How I became afraid of bugs started when I was a child. Where else? I can only attribute this fear to a mother who was terrified of the tiniest spider on the ceiling which my Dad had to remove immediately. A little girl, being identified with her mother and all – well, clear enough where that came from. Bugs were made out to be evil itself.
But wait. My father was exactly the opposite. He carefully scooped up any intruders in his handkerchief and ushered them out the back door, free to fly or crawl away. I recall once in the summer in the backyard, I was becoming upset over a gnat in my lemonade. I know – a gnat, right? Clear as day, I remember my father saying, “Look! He’s hardly drinking anything at all!” That brought a faint smile through my tears. He sure wasn’t afraid of bugs.
Alas, my Mom’s fearful cries were louder than my father’s calm voice of reason, but in the end … Dad’s reason prevailed. Today, I know bugs are cool.
While I do prefer that I spot them first rather than them land on me unexpectedly lest I have a throwback experience, I realize that insects are quite fascinating. This morning I sat out on the back porch to journal. There I have a bunch of potted impatiens, polka dot plants and black coleus. Sitting with my coffee and about to write, I noticed an unusual character sitting in the impatiens. Got the digital, took some close-ups and decided to find out what it was at the end of my work day.
Fast forward to 6 p.m. and I’m on a really cool site that I just love, now that I’m not so afraid of bugs – What’s That Bug? I figured with those huge eyes, he had to be some kind of fly though he didn’t look like one.

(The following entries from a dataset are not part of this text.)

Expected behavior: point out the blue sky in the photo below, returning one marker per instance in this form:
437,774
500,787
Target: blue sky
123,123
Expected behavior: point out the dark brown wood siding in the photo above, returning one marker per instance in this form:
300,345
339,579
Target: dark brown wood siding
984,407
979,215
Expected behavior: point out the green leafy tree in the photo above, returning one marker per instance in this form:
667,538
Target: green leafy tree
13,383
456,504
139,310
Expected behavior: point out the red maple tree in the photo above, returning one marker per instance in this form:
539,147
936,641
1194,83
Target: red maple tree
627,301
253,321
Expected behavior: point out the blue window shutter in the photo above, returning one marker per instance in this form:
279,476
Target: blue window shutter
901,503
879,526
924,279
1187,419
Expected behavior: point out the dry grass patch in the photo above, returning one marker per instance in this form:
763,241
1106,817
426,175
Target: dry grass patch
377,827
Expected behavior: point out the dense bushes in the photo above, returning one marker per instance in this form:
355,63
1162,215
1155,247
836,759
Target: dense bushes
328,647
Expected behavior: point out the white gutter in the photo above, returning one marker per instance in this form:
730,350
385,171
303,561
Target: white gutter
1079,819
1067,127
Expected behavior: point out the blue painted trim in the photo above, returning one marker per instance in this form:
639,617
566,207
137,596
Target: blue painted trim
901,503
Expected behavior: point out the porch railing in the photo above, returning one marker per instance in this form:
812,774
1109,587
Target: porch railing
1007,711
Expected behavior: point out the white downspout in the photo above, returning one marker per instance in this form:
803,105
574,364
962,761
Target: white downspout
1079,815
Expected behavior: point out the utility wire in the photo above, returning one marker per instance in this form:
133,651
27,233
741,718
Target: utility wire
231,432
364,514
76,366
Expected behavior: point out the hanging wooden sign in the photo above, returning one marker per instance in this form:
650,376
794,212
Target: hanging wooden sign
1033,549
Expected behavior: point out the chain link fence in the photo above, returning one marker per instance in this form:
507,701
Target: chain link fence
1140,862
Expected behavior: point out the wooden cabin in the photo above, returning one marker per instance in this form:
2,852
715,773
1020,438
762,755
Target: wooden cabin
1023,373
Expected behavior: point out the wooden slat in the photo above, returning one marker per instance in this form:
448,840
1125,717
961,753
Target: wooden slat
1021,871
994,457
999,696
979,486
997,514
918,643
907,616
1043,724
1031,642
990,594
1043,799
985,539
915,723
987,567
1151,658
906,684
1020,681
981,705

Sure enough – there he was – a Robber Fly, and of the type called the Hanging Thief. So now I know about Robber Flies, how they’re beneficial, and why I shouldn’t push my luck and aggravate one, not that I would anyway. (They have a painful bite when pushed to their limit.) Pretty cool!
OK – it’s not my plan for this to be a bug site. Really. They just seem to keep showing up when I’m sitting still. And as bugs are creepy to so many people, I guess it’s not so bad to give them a little good press. Who knows? Maybe I can help you be a little less afraid of bugs.
It must be a pretty talented spider, indeed, who can weave only half a web, or even weave a full one in such a manner, that overnight, precisely one half of it vanishes. Click on the photo to enlarge it – it really is only half a spider web!
Or is it? I had to run and get the camera to catch this lovely trompe-l’oeil. As I went out early to sit on the back porch and journal while it was still cool, I looked up and noticed this “half-web.” I couldn’t see its creator, but based on the size of her web, I’d say she’s a pretty big girl as well as an orb-weaving spider. I was fascinated by how the morning sunlight captured the spider web, and how part of the porch roof shadowed the other half, giving the half-web effect.
I am reminded of how many small wonders are always there for us to find, but may only be noticed when we’re not rushing about at 100 mph. Okay – guilty. Some of the time, anyway. So I thank the spider for reminding me to slow down, to look up, look around and see the many small gifts that surround me. Ahhhhh – that feels better!